Sunday, 01/13/2019 4:41:30 PM

Sunday, January 13, 2019 4:41:30 PM

Post# of 795676
One flaw here is that you assume that the juniors would convert at a price that is calculated with no conversion. However, the conversion happens at the beginning, even before warrant exercise.

Right now, the FNMAS:FNMA ratio is around 5.5:1. Let's say half of the juniors convert at 6:1 (needs to be higher than the market ratio to get them to agree). Remember that this actually helps the companies recap because issuing new juniors (at a lower, market-based interest rate) adds directly to capital.

Fannie has $19B of juniors, so half convert. $19B / 2 / 25 * 6 = 2.28B shares. That's roughly twice the number of current outstanding common shares, so that alone cuts 2/3 off of your price.

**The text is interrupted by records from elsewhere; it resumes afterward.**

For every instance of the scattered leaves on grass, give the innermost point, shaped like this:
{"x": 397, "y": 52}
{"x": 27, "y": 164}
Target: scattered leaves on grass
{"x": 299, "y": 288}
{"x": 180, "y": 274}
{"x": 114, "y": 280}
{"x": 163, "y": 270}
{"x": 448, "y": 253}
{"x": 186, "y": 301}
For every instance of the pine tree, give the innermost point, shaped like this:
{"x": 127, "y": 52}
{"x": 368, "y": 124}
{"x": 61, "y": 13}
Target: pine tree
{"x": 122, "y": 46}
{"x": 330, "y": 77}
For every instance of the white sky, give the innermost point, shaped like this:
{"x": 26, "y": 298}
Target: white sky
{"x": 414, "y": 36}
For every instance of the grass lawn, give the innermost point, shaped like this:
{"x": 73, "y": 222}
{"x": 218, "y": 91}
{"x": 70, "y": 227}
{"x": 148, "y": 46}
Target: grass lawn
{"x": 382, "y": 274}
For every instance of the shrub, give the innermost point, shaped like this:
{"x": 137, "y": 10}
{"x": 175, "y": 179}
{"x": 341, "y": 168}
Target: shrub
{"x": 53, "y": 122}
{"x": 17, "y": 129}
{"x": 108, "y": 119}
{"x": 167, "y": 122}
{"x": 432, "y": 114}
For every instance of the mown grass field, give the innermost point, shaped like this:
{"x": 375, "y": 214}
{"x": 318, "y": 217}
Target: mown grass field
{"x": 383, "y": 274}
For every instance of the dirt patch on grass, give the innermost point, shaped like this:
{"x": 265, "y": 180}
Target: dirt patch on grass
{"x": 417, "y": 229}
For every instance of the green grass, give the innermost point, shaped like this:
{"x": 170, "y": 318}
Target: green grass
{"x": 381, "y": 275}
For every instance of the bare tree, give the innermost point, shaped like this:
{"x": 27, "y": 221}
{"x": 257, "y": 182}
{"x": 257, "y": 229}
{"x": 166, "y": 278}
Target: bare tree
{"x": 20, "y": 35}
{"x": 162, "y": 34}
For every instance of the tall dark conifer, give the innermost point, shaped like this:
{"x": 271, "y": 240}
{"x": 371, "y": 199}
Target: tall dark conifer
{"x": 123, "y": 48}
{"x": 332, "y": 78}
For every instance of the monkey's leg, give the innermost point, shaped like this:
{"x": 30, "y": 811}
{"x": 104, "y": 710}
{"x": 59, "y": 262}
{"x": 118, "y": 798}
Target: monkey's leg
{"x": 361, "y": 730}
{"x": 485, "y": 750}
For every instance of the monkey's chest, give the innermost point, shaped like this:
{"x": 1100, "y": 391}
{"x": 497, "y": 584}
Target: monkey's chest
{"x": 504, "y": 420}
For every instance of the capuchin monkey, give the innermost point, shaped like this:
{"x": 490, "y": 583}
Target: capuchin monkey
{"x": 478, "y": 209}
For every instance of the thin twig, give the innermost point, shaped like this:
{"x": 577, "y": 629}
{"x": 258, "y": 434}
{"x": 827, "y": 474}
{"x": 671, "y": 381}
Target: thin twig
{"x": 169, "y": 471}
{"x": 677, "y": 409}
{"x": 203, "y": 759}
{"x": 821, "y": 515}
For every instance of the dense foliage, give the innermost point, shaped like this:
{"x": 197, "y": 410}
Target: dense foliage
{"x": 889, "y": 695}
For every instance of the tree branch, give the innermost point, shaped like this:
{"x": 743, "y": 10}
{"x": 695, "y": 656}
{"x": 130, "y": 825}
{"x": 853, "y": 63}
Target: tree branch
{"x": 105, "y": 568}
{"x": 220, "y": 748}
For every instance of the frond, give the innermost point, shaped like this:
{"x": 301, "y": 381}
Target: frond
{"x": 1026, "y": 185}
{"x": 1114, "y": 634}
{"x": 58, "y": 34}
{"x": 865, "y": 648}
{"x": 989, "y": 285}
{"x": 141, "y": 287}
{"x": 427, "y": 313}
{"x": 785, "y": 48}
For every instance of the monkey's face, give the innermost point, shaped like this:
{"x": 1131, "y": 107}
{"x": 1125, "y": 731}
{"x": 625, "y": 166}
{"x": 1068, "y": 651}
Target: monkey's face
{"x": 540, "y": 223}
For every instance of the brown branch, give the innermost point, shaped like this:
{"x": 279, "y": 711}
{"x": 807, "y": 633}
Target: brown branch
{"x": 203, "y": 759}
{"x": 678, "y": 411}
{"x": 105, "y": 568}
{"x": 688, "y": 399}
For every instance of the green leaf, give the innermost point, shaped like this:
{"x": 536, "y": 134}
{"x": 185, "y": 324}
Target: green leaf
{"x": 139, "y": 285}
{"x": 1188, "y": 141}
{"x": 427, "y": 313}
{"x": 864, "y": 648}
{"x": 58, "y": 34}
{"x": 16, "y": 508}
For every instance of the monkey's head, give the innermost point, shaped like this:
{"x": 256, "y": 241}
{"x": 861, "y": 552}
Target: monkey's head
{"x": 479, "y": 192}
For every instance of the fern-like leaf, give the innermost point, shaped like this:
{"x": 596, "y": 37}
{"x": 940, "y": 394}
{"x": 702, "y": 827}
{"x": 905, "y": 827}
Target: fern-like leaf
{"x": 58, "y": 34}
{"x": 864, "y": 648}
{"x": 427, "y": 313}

Going through your same math, but with $9.5B in prefs instead of $19B and with 17.19B shares pre-equity raise (1.158B + 2.28B, then multiply by 5 after warrant exercise), gives a final price of $6.22. Quite a difference!


The other flaw, however, is more glaring. You calculate $16.89 as the secondary offering price, but what incentive would the new buyers have to pay anywhere near that much? In fact, they would push for the lowest price possible so that they own a bigger share of the companies. They certainly wouldn't pay more than $16.89, so that represents a ceiling. As in, that's the most optimistic it's possible to be.

I also think your $200B market cap for Fannie alone is rather high: the updated Moelis plan has a market cap of $235-267B, but that's for both companies combined. It's also possible the administration moves faster, meaning that even less than two years' of retained earnings go towards the recap. Another factor that could push the valuation lower is fear of reduced earnings due to Calabria and Mnuchin wanting a reduced company footprint. That would manifest itself in a lower P/E multiple.

All that together means that I find it very easy for your numbers to be lower, and nearly impossible for them to be higher.